EPA head Scott Pruitt: Climate change isn't "necessarily a bad thing" for humans

By Charlie May

Published February 8, 2018 11:08AM (EST)

Scott Pruitt   (AP/Pablo Martinez Monsivais)
Scott Pruitt (AP/Pablo Martinez Monsivais)

The leader of the Environmental Protection Agency, Scott Pruitt, has made it well known that he's a major skeptic of the science behind climate change, and the agency's drastic transformation in the past year has reflected that. But now Pruitt is seemingly conceding that global temperatures may be rising — only to suggest that a warming climate would actually be beneficial to humans.

"Is it an existential threat? Is it something that is unsustainable, or what kind of effect or harm is this going to have?" Pruitt asked in an interview with KSNV on Tuesday. "We know that humans have most flourished during times of, what, warming trends. I think there are assumptions made because the climate is warming, that that is necessarily a bad thing. Do we really know what the ideal surface temperature should be in the year 2100?"

He continued: "Do we know what the ideal surface temperature should be in the year 2100 or year 2018? It’s fairly arrogant for us to think we know exactly what it should be in 2100."

It could also be considered quite arrogant for someone with everlasting ties to the fossil fuels industry and zero scientific background to assert that 97 percent of climate scientists are, in fact, wrong about the climate.

Pruitt went on to say that he would like to see an "honest, transparent debate about what we do know and what we don't know, so the American people can be informed and make decisions on their own." One could say the American people have made a choice, as 70 percent of Americans believe climate change is happening, 13 percent don't and even 55 percent have said it's being driven by human activity.

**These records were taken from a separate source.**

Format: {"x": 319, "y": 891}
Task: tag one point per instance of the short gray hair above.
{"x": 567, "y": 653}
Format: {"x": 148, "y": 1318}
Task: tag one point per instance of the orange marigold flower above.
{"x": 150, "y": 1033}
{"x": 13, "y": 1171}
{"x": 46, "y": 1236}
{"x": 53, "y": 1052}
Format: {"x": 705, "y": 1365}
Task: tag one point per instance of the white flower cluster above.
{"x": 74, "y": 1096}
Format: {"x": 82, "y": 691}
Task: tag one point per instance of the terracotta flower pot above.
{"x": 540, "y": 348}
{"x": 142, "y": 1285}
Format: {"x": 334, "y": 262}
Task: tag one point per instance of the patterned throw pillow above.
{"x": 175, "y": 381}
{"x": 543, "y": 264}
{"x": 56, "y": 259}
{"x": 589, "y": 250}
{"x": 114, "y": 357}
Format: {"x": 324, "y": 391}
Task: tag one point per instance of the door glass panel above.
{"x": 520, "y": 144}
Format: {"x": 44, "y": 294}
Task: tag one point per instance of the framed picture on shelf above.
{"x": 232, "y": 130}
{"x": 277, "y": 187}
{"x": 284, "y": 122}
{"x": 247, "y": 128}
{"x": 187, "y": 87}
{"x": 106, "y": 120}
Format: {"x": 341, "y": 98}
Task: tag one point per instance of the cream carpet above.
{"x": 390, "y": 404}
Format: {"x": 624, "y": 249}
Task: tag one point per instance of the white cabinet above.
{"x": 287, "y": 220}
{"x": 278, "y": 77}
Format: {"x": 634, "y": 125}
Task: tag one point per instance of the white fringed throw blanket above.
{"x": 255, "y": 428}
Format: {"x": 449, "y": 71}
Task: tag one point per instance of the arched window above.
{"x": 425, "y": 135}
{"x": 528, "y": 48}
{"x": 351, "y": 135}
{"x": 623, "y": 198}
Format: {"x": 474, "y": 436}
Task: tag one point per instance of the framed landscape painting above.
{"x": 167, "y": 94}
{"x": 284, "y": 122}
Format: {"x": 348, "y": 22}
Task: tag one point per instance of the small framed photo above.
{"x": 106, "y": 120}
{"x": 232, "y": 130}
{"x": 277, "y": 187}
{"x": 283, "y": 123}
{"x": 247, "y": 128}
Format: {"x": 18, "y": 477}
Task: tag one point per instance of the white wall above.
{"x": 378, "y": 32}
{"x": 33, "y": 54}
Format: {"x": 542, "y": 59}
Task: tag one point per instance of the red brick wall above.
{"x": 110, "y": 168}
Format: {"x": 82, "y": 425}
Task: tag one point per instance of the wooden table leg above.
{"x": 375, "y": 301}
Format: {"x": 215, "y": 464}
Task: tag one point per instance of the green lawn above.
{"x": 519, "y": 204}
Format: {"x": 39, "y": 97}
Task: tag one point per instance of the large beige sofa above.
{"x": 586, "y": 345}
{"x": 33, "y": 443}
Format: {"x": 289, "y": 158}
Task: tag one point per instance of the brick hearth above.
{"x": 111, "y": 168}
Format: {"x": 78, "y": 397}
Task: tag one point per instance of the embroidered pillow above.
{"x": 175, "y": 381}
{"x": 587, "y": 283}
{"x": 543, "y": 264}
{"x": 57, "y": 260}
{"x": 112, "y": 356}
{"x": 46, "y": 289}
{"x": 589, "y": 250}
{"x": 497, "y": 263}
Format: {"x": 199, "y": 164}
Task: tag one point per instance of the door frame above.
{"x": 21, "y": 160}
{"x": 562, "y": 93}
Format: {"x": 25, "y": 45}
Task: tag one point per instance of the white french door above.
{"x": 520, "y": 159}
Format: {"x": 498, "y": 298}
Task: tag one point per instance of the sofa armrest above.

It's also worth pointing out that Pruitt's Senate confirmation was widely protested, including by current and former EPA employees. It was also financed by the Koch brothers, who are notorious for their funding of climate denialism.

But Pruitt's remarks are just business as usual under President Donald Trump's anti-regulatory administration, that has accelerated its radical anti-environment agenda.

Of course, climate scientists have staunchly opposed Pruitt's previous remarks, including a study last year that rebuked Pruitt's assertion that "over the past two decades satellite data indicates there has been a leveling off of warming."

"As the evidence becomes ever more compelling that climate change is real and human-caused, the forces of denial turn to other specious arguments, like 'it will be good for us'" Michael Mann, a climate scientist at Penn University told the Guardian. "There is no consistency at all to their various arguments other than that we should continue to burn fossil fuels."

But the Trump administration still believes it's smarter than climate scientists, the United Nations and even the Pentagon, all who have warned of the severe threats posed by climate change. In a recent summary of notable scientific literature around the globe, the U.N. addressed the exact point Pruitt attempted to make.

"Overall, the report identifies many more negative impacts than positive impacts projected for the future, especially for high magnitudes and rates of climate change," the report said. "Climate change will, however, have different impacts on people around the world and those effects will vary not only by region but over time, depending on the rate and magnitude of climate change."